Furthermore, it is known that overweight leads to lower adiponectin levels. Williams et al.32 analyzed the bone mass in adiponectin knockout mice and concluded that adiponectin stimulates osteoblast growth and inhibits osteoclastogenesis. Luo et al.33 also found adiponectin to modulate the osteoblast production of both RANKL and osteoprotegerin, which again would decrease osteoclastogenesis. Similar findings were reported by Oshima et al.34 Once more, for the orthodontist this might result in slower tooth movement.
Other factors that are being discussed are if a hyperinsulinemia, which is often associated with adiposity, causes decreased bone turnover rates, or if vitamin D might have an influence on bone regeneration due to its regulation of the calcium metabolism. Since obese children often exhibit a vitamin D deficiency,35 it is absolutely possible that this might be another cofactor for slower orthodontic tooth movement compared to normal-weight adolescents.
Maybe, however, things are a lot simpler, and it is not a matter of skeletal metabolism but merely a question of compliance why the treatment of obese children took longer. It has been shown that in Germany a strong correlation exists between socioeconomic status and overweight, suggesting the percentage of overweight children to be significantly higher among socially lower status families when compared to those with a higher status.36–38 The insufficient support from home could be the cause for the lack of compliance during orthodontic treatment. Also in other areas of medicine, the poorer compliance of patients with a lower social status has been described in relation to medication nonadherence.39–41
One aspect, which was not addressed in this study, is the general dental condition of the patients after treatment. Orthodontically, satisfactory results have been reached for both normal and overweight children. However, one aspect of patient cooperation were repeated file entries criticizing the oral hygiene, and it could well be that patients with an increased BMI had more gingival inflammation or more white spot lesions following fixed appliance therapy than their normal-weight peers. This aspect is currently being analyzed.

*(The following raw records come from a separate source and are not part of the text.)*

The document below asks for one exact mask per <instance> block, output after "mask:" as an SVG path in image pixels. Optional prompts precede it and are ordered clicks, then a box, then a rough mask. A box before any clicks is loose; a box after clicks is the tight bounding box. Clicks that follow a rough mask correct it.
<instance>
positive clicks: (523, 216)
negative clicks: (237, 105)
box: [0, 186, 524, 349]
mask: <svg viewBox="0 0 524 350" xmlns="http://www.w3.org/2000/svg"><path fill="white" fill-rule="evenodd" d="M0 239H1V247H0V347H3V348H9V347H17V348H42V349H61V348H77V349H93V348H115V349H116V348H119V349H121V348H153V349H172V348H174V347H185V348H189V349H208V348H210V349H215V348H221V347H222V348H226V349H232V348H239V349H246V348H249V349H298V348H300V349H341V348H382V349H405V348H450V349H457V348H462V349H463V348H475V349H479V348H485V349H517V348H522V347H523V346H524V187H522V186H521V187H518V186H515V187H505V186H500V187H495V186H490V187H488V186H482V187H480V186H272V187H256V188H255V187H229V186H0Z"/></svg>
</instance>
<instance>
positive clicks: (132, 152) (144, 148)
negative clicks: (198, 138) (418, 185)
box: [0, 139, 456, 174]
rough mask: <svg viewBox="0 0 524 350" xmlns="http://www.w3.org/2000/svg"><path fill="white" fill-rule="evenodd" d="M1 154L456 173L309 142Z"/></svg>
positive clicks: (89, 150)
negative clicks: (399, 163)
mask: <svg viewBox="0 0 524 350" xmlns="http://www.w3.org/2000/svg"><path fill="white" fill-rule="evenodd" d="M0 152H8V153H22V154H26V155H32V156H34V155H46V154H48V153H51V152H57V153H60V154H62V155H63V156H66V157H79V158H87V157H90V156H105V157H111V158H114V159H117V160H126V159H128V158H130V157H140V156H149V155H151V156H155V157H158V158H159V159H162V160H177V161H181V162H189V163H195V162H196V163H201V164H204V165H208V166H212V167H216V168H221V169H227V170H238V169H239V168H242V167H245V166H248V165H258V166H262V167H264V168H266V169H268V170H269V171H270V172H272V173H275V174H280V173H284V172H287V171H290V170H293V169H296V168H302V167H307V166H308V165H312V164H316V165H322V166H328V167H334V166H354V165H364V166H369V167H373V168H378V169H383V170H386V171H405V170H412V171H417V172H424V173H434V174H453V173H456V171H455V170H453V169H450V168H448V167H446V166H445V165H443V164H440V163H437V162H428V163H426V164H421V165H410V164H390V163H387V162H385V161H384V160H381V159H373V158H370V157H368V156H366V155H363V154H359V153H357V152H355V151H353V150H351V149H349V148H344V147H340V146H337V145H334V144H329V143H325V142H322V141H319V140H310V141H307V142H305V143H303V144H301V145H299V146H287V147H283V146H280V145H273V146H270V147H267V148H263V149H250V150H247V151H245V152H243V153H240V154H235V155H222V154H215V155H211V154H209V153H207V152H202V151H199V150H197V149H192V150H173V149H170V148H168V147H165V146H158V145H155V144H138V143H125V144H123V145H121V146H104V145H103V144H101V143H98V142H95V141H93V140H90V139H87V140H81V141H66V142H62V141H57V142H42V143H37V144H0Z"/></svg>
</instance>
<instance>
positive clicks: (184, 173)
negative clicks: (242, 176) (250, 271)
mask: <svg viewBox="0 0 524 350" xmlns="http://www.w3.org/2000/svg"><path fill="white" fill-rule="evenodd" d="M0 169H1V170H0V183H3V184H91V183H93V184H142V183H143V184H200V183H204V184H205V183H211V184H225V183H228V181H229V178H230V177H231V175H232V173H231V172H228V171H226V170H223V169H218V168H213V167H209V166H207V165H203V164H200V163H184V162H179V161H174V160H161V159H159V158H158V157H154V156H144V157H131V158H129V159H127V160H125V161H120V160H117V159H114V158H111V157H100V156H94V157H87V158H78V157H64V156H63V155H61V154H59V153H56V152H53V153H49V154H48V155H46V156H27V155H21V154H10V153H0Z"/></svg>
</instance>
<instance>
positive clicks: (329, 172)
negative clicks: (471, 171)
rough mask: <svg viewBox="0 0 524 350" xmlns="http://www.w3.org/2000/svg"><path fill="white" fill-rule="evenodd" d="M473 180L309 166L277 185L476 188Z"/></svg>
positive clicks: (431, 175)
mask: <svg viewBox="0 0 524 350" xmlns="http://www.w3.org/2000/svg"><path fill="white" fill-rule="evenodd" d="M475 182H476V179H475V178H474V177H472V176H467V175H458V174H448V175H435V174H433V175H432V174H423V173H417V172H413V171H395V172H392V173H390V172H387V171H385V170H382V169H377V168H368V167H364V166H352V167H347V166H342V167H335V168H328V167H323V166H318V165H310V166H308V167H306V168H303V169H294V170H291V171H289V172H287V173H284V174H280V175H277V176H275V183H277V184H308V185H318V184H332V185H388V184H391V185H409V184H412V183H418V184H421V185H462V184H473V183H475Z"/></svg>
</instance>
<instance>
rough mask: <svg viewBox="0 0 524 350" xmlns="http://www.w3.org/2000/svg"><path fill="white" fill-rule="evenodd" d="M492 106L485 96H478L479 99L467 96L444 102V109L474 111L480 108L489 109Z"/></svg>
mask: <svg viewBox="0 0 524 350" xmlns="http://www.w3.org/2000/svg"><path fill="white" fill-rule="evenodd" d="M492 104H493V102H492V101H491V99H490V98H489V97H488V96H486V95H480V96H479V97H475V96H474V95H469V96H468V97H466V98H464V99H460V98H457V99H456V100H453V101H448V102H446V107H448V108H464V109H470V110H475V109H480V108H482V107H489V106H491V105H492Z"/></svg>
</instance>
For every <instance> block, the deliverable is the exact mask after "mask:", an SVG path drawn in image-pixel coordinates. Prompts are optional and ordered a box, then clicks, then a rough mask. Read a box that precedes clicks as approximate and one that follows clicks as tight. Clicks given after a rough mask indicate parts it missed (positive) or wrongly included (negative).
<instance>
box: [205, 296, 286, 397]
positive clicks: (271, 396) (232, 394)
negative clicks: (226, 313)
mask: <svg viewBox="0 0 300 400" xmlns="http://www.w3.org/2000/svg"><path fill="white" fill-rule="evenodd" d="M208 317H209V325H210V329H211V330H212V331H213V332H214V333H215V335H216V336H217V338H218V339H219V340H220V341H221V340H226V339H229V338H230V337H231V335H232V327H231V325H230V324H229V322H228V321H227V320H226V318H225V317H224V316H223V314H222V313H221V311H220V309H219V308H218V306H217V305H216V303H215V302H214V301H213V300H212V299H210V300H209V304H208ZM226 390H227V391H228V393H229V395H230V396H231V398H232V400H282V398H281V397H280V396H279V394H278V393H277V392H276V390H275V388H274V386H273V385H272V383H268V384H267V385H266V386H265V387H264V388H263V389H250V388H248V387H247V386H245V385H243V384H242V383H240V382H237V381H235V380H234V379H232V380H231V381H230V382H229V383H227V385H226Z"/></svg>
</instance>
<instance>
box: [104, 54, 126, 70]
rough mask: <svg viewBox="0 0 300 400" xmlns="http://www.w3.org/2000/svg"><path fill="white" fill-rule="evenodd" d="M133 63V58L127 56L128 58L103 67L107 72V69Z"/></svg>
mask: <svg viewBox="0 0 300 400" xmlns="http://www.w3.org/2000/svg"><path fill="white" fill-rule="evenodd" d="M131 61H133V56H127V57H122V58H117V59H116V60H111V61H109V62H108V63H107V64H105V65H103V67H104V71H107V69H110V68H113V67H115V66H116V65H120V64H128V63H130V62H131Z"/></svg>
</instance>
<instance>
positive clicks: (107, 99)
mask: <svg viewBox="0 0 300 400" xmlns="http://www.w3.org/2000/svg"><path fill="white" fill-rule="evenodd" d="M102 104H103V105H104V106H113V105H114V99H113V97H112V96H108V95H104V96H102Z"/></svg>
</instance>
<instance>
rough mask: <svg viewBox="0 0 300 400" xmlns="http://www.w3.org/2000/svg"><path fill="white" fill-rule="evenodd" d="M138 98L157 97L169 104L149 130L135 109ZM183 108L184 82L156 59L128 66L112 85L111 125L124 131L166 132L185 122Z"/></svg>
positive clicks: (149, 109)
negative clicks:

Another aspect that must be considered is that patients who fell into the group with an increased BMI were not necessarily as obese as to influence bone metabolism to an orthodontically relevant extent. The present study is limited, however, by a relatively small obesity sample size, in which only three individuals had extreme overweight, which, of course, is not enough for any statistical evaluation. These three, however, had a surprisingly long treatment duration with an extraordinary number of additional appointments. For future studies, it would be desirable to compare normal-weight adolescents to those with obesity.
CONCLUSION
Although there were no differences in PAR score reduction between normal-weight and overweight multibracket patients, patients with an increased BMI did not cooperate as well during treatment and had slightly longer treatment durations with more appointments than adolescents with a normal BMI.